At the same time, it is increasingly clear that Germany has "structural problems", Habeck said, pointing to a shortage of skilled workers and excessive bureaucracy.

Likewise, Germany was "systematically underinvesting in relation to its GDP", he said.

The government's fiscal policy over the past three years of Scholz's coalition with Habeck as minister had had a "braking effect" on the economy, he said.

- 'Suffocating' -

Asked whether Germany's economic struggles were feeding support for political extremes, Habeck said that failure to match economic success in autocracies means "the attraction of these political models will probably become ever stronger".

"If we want to keep our constitution and democracy... then we must overcome this weakness in growth," he said.

At the industry protest by the Brandenburg Gate, real estate business owner Urs Moeller pinned the blame on Habeck for the economic situation.

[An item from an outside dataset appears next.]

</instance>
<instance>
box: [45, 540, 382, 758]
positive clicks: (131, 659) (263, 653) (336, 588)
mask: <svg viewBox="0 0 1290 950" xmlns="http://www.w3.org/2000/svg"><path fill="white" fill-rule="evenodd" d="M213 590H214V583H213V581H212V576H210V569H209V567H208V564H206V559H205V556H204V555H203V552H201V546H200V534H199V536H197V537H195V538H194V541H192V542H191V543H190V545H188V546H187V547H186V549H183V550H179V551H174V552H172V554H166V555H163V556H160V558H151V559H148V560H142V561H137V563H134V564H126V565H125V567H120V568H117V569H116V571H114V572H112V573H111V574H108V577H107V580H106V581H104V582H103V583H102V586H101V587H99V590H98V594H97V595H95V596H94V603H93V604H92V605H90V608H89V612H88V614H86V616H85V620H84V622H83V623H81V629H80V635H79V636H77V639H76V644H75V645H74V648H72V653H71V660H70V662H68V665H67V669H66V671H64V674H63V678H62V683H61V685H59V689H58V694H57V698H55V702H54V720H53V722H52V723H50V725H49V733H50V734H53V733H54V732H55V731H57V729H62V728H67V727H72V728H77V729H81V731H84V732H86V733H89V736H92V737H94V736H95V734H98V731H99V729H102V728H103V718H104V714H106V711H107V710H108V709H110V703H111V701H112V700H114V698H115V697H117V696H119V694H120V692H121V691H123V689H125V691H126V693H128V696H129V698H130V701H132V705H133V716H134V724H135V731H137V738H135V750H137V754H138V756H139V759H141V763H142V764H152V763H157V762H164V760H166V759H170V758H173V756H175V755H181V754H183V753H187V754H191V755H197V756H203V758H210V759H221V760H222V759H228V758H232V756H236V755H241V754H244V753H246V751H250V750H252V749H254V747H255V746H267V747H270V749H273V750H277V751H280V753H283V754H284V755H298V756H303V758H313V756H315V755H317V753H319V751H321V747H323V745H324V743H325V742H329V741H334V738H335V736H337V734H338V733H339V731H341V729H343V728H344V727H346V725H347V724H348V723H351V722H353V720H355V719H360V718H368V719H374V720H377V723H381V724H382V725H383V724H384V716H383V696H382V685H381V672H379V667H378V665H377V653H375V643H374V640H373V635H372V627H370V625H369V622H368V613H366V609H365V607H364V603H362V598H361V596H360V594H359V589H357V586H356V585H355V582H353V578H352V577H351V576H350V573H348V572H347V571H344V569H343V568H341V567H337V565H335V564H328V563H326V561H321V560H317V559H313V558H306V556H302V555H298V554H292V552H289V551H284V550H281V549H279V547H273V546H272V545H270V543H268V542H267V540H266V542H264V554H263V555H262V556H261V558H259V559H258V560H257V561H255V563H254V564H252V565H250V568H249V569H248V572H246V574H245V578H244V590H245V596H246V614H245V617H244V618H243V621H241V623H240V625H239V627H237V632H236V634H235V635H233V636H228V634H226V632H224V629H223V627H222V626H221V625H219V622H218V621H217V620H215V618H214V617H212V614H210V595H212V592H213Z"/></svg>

"The issue of costs and bureaucracy is increasingly suffocating us," Moeller told AFP.

The industry associations behind the protests said it was "time to act" after years of warning about the issues facing business.

The election of Trump was a "turning point" and a challenge to Europe where businesses needed to be more competitive, the heads of the BDA, BDI, DIHK and ZDH groups said in a joint statement.

Economic issues needed to be "at the top of the agenda of the next federal government", they said, calling for cuts to red tape and taxes as well as affordable energy prices and more skilled labour.

"Short-term crisis management will not help Germany... We need fundamental structural changes in economic and social policy," they said.